The Australian's John Durie argues Air New Zealand is right to claim foul over the ACCC's decision to limit the regulatory clearance of its Virgin Australia alliance for three years and to impose restrictions on certain cross-border leisure routes. 

"The draft decision released today is in stark contrast to earlier approval for the Qantas-Emirates trans-Tasman alliance, which runs for five years. There is no obvious reason why one alliance would or should last longer than the other. In round terms the Air New Zealand-Virgin alliance controls 57 per cent of the routes but key routes like Auckland to Sydney are dominated by Qantas with 51 per cent of the market against 38 per cent for Virgin and Air New Zealand."

However, The Australian Financial Review's Chanticleer columnist, Michael Smith, notes "the time-frame is typically three years so no-one should be overly disappointed."

"While the decision is a mixed result for Virgin, the important thing is it is allowed to maintain its alliance with Air New Zealand on the route. The Christchurch market has bounced back since the 2011 earthquake and Virgin has been opening up new routes such as Auckland to the Sunshine coast and increasing capacity between Perth and New Zealand."

Meanwhile, at Fairfax, Elizabeth Knight says New South Wales Premier Barry O'Farrell's decision to open up Sydney's casino market to competition from Crown goes against the wealth of opinion available from bodies like the National Competition Council and the Productivity Commission.

"Competition provides consumers with cheaper access to goods and services and improves availability.
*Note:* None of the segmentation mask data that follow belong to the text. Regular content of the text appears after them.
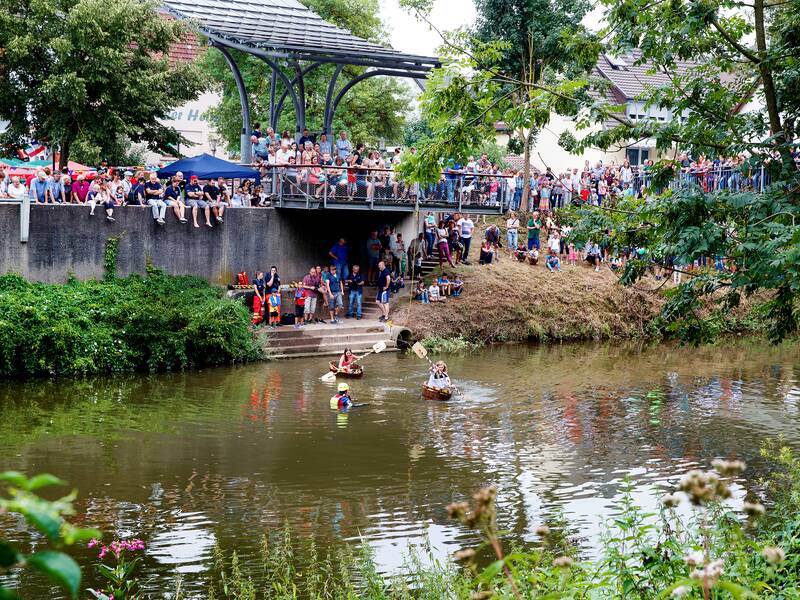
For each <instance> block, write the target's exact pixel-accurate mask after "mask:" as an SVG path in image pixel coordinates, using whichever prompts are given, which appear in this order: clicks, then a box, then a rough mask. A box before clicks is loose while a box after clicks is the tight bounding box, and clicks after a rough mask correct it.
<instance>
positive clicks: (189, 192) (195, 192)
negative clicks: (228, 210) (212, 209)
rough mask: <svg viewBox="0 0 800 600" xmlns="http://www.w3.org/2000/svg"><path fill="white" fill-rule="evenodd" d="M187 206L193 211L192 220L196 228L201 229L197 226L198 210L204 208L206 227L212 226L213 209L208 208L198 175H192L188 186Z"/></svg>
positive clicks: (189, 181) (199, 225)
mask: <svg viewBox="0 0 800 600" xmlns="http://www.w3.org/2000/svg"><path fill="white" fill-rule="evenodd" d="M186 206H188V207H189V208H191V209H192V220H194V226H195V227H200V225H198V224H197V209H198V208H202V209H203V210H204V211H205V216H206V225H208V226H209V227H213V225H211V209H210V208H209V207H208V202H207V201H206V200H205V193H204V192H203V188H202V187H200V183H199V181H198V179H197V175H192V176H191V178H190V179H189V184H188V185H187V186H186Z"/></svg>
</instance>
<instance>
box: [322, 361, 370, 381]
mask: <svg viewBox="0 0 800 600" xmlns="http://www.w3.org/2000/svg"><path fill="white" fill-rule="evenodd" d="M330 368H331V373H336V376H337V377H345V378H350V379H357V378H359V377H363V376H364V367H362V366H361V365H355V366H354V367H352V368H351V369H350V371H340V370H339V365H338V364H336V363H333V362H332V363H330Z"/></svg>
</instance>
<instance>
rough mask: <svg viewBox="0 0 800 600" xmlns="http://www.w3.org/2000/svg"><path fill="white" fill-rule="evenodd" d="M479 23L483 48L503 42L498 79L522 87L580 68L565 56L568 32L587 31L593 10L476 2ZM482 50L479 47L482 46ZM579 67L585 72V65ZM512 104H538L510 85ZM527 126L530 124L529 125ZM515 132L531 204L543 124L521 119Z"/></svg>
mask: <svg viewBox="0 0 800 600" xmlns="http://www.w3.org/2000/svg"><path fill="white" fill-rule="evenodd" d="M475 8H476V9H477V13H478V18H477V23H476V26H475V31H474V34H475V39H476V41H477V42H481V43H483V44H486V43H491V42H496V41H503V42H505V45H504V46H503V50H502V54H501V56H500V57H499V59H498V60H496V61H495V63H494V68H495V70H496V71H497V72H498V74H501V75H502V74H507V75H510V76H511V77H512V78H514V79H517V80H518V81H520V82H527V83H534V82H539V81H542V80H543V79H544V78H545V76H546V75H547V74H548V73H549V74H550V75H552V74H553V73H561V72H564V71H572V70H573V69H574V67H575V66H576V62H575V60H574V58H575V57H574V56H573V55H571V53H570V52H568V51H566V50H567V49H566V48H565V45H564V37H565V35H566V33H567V32H569V33H570V35H576V33H577V31H579V30H580V29H581V28H582V26H581V25H580V23H581V19H583V17H584V15H586V12H587V11H588V10H589V8H590V3H589V2H588V1H587V0H560V1H559V2H555V3H554V2H550V0H477V1H476V3H475ZM478 49H480V46H479V45H478ZM577 64H578V68H580V66H581V65H580V63H577ZM514 87H516V88H517V89H516V90H514V93H512V95H511V97H510V98H511V102H512V104H513V105H514V106H516V107H521V106H523V105H524V104H525V103H526V102H528V101H529V100H533V99H534V98H533V97H532V96H535V94H532V93H531V92H532V90H531V88H529V87H527V89H526V86H515V85H514V84H510V85H509V84H506V85H504V86H502V87H501V88H500V90H499V93H506V92H507V91H509V88H511V89H513V88H514ZM526 121H527V122H526ZM516 125H517V126H516V127H515V128H514V129H513V131H515V133H516V136H517V137H516V140H517V141H518V144H515V145H516V146H518V147H521V148H522V154H523V156H524V159H523V164H524V172H523V175H524V179H525V187H524V188H523V195H522V203H523V206H524V205H526V204H527V200H528V194H529V181H530V153H531V147H532V145H533V142H534V141H535V139H536V134H537V130H538V129H539V127H541V126H542V123H541V119H539V118H534V119H522V120H521V121H519V122H517V123H516Z"/></svg>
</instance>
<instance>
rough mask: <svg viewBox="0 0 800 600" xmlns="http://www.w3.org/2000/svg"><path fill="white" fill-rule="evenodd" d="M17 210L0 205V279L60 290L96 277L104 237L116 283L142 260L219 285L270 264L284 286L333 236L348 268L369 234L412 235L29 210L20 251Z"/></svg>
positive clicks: (98, 269) (350, 222) (98, 211)
mask: <svg viewBox="0 0 800 600" xmlns="http://www.w3.org/2000/svg"><path fill="white" fill-rule="evenodd" d="M19 210H20V207H19V205H14V204H0V273H7V272H15V273H20V274H22V275H23V276H25V277H26V278H28V279H32V280H35V281H43V282H50V283H55V282H63V281H65V280H66V279H67V277H68V276H69V275H70V274H72V275H74V276H75V277H77V278H78V279H91V278H99V277H102V275H103V257H104V252H105V247H106V241H107V239H108V238H109V237H119V240H120V241H119V253H118V259H117V272H118V274H119V275H121V276H124V275H128V274H130V273H143V272H144V271H145V266H146V264H147V260H148V259H150V260H152V263H153V265H154V266H156V267H158V268H160V269H163V270H164V271H165V272H167V273H170V274H173V275H197V276H200V277H203V278H205V279H207V280H209V281H210V282H212V283H217V284H221V285H225V284H228V283H231V282H232V281H233V275H234V273H236V272H237V271H243V270H244V271H247V272H248V273H252V272H253V271H255V270H256V269H259V268H260V269H263V270H265V271H267V270H269V267H270V265H273V264H274V265H276V266H277V267H278V270H279V272H280V273H281V277H282V278H283V280H284V281H287V282H288V281H290V280H294V279H297V278H299V277H301V276H302V275H303V274H305V273H307V272H308V268H309V266H311V265H313V264H325V263H327V262H328V260H329V259H328V258H327V252H328V250H329V249H330V247H331V246H332V245H333V244H334V243H335V241H336V240H337V239H338V238H339V237H341V236H344V237H346V238H348V240H349V241H350V243H351V247H352V254H353V260H358V259H359V257H360V255H362V254H363V248H364V245H365V242H366V238H367V237H368V235H369V231H370V230H371V229H377V228H379V227H382V226H383V225H390V226H393V227H397V230H398V231H401V232H403V236H404V237H405V238H406V239H407V240H408V239H409V237H410V236H412V235H413V233H414V231H415V229H416V226H415V221H414V217H413V214H409V213H389V212H380V213H378V212H375V213H373V212H365V211H355V210H349V211H332V210H328V211H322V210H317V211H305V210H288V209H285V210H273V209H258V208H251V209H248V208H239V209H231V210H228V211H227V212H226V213H225V223H224V224H222V225H215V226H214V228H213V229H209V228H207V227H205V226H201V228H199V229H196V228H194V227H193V226H192V225H191V223H187V224H181V223H180V222H178V221H177V219H175V217H174V215H172V214H171V212H168V214H167V223H166V225H163V226H159V225H158V224H156V223H155V222H154V221H153V219H152V218H151V217H150V209H149V208H142V207H123V208H119V209H117V210H116V211H115V212H114V217H115V218H116V222H114V223H109V222H108V221H106V220H105V215H104V212H103V210H102V207H100V208H98V209H97V210H96V211H95V216H94V217H89V209H88V207H86V206H73V205H66V206H61V205H55V206H54V205H47V206H42V205H38V206H33V207H32V208H31V220H30V221H31V222H30V238H29V241H28V242H27V243H24V244H23V243H20V241H19ZM200 222H201V223H202V218H201V219H200ZM406 243H408V242H406Z"/></svg>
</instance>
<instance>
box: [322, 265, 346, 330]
mask: <svg viewBox="0 0 800 600" xmlns="http://www.w3.org/2000/svg"><path fill="white" fill-rule="evenodd" d="M323 281H324V282H325V291H326V294H325V295H326V299H327V301H328V312H329V313H330V316H331V324H332V325H338V324H339V323H341V321H339V309H340V308H343V307H344V302H343V300H342V279H341V277H340V275H339V273H338V271H337V269H336V265H331V268H330V271H329V272H328V273H325V274H323Z"/></svg>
But there are certain goods or services that while legal are considered to contain adverse social and economic consequences and more competition could become a net disbenefit for the community. Gambling can fall into this category. Former Australian Competition and Consumer Commission head Graeme Samuel noted that 'when it comes to gambling, competition is not always a desirable process because competition raises incentives to undertake activities, such as attracting more people to use your product, which may not be consistent with public interest considerations'."

At Business Spectator, Stephen Bartholomeusz turns to the downbeat Westpac-Melbourne Institute index of consumer sentiment, which comes hard on the heels of a "disturbing" NAB survey of business conditions and the International Monetary Fund’s latest downward revision of the outlook for global growth. He thinks it will take a lot to turn attitudes around.

"One suspects ... it is going to take a combination of several rate cuts and a clear election outcome before there is any real prospect of a material improvement in business and consumer confidence and even then it would be dependent on domestic and international settings not deteriorating further."

Indeed, Fairfax's Michael Pascoe notes that while Kevin Rudd's resurrection has done wonders for Labor's polling, consumer sentiment is a tougher measure to move.

Pascoe's colleage Malcolm Maiden strikes a more optimistic tone, arguing Kohlberg Kravis Roberts' $6 billion capital raising for its latest Asia-Pacific investment fund "says something about this region's prospects that contradicts short-term angst about growth slowdowns."

Elsewhere, The Australian's Criterion columnist, Tim Boreham, wonders if Seek should be made redundant from portfolios after the ANZ Bank's discouraging job ads data yesterday.

And finally, the newspaper's markets columnist Karen Maley suggests we may still be stuck in the boom-bust cycle that has existed since the Asian financial crisis in 2007 – and that we're approaching another major rout.